Sporcunun branşı ne olursa olsun başarı anahtarı, çalışmadan önce moral ve motivasyonunun üst düzeyde olması gerekir.
Fiziksel hazırlık yapmış olsa da kafaca rahat olmayan her hangi bir sporcu başarılı olamaz. Cassio Lincoln buna örnek gösterilebilecek çok iyi bir örnek. Geçen yıl ilk sezonuydu. Fırtına gibi sezona girdi. İlk beş haftadan sonra Lincoln durdu. Tabi sebebini bilemiyoruz. Antrenör mü, arkadaşları mı, para mı onu sıradan bir oyuncu haline getiren, futbola küstüren. Yalnız önceki sezon Beşiktaş maçı öncesi Hakan Şükür'le birlikte kadro dışı kalmas,ı Lincoln'ün performansını olumsuz etkileyen en önemli bilinen faktör.
Bir TV programında eski yıldız futbolcu Saffet Sancaklı şöyle demişti: "Adnan Abi bana, Almanya'da Lincoln diye bir oyuncuyu transfer etmek istediklerini ve tanıyıp tanımadığımı sordu. Abi çok iyi tanıyorum. Son derece kaliteli bir oyuncu. Gelirse Türkiye'de öttürür". Burada Saffet Sancaklı'nın öttürüden kastı, futboluyla ses getirir manasındaydı. Gerçekten de Lincoln son dönemdeki futboluyla ses getiriyor. Kırılganlığı bırakmış. Sürekli oyunda olmak istiyor. Takımını çok iyi yönetiyor. Gol atıyor. Asist yapıyor. Kısacası Lincoln futboluyla G.Saray'ı uçuruyor.
Ayhan Akman, Skibbe için "iyi adam" demişti. Zannediyorum Lincoln'ü futbola döndüren, iyi adamlığı ve sevgisiyle Skibbe. Her ne kadar profesyonellikte duygusallık olmaz denilse de, bu tez bazı oyuncular için geçerli değil. Lincoln de duygusal bir oyuncu. Sevgiyle neler yapabileceğini herkese gösterdi.

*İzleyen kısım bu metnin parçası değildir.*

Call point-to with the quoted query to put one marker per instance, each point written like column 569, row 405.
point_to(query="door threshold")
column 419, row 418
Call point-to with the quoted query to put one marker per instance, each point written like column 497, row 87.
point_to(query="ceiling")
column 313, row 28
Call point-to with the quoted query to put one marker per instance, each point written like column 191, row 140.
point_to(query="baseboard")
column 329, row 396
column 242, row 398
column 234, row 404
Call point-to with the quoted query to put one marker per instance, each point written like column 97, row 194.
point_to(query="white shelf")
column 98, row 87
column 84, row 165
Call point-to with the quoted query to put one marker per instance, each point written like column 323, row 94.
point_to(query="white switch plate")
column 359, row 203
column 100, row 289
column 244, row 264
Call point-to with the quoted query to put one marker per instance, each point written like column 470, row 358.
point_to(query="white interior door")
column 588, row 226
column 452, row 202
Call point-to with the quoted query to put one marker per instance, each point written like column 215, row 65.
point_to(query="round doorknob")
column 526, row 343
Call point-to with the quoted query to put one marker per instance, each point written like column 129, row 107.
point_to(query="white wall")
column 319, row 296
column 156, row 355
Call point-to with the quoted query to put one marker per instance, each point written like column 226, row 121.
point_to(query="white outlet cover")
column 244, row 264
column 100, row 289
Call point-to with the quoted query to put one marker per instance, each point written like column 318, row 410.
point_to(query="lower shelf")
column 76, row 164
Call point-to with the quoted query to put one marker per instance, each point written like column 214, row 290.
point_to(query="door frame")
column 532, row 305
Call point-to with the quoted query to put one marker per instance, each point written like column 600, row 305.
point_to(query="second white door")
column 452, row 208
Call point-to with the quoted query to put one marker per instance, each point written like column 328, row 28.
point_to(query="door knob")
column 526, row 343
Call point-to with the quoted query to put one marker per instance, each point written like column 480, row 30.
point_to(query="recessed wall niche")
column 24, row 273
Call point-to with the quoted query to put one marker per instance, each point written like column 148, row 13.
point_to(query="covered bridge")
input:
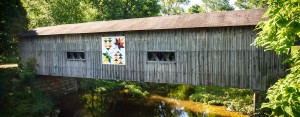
column 198, row 49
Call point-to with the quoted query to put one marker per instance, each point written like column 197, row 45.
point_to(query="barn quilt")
column 113, row 50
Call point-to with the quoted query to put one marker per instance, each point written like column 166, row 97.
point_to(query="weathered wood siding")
column 204, row 56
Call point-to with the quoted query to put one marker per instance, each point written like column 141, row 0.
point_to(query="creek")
column 118, row 104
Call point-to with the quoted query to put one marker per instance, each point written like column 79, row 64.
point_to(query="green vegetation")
column 131, row 89
column 181, row 92
column 279, row 33
column 233, row 98
column 17, row 96
column 13, row 22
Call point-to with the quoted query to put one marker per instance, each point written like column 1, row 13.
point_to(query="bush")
column 181, row 92
column 20, row 99
column 136, row 91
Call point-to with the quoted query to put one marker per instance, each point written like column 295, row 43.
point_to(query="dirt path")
column 8, row 66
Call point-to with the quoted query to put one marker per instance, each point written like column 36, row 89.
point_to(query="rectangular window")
column 75, row 56
column 163, row 56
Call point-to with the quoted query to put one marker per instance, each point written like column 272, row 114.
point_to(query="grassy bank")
column 17, row 98
column 234, row 99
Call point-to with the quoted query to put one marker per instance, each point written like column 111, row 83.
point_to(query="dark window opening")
column 161, row 56
column 75, row 56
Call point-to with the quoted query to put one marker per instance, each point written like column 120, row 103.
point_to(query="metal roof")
column 215, row 19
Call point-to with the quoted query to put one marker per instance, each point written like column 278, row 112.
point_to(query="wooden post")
column 255, row 95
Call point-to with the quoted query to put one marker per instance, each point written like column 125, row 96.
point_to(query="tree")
column 196, row 9
column 37, row 13
column 173, row 7
column 279, row 33
column 251, row 4
column 13, row 22
column 66, row 11
column 217, row 5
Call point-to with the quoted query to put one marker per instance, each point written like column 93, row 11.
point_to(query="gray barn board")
column 211, row 49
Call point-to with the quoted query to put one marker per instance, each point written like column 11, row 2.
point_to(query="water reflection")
column 111, row 105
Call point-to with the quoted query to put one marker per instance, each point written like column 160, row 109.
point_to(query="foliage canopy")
column 279, row 33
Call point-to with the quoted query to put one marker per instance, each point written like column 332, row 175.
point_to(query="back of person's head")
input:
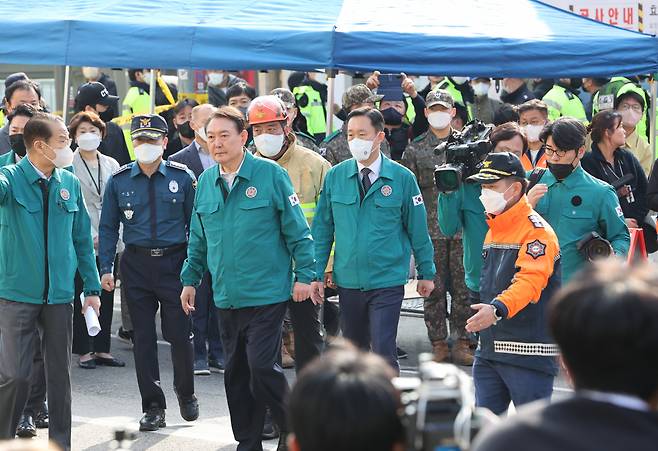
column 345, row 401
column 568, row 133
column 606, row 324
column 240, row 89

G.Saray'da son dönemin hastalığı, kazanacak skoru elde edecek güzel oyunu oynayıp, maçı bırakmak. G.Birliği maçındada, tıpkı A.Gücü maçındaki durum yaşandı. Arda Turan gol atmasına rağmen durgunluğu üzerinden atamadı. Mehmet Topal ve Barış Özbek oynamağa başladığından beri G.Saray hep kazandı. Sakatların katılımı ile G.Saray ikinci yarıda şampiyonluğun en güçlü adayı olacak izlenimini veriyor.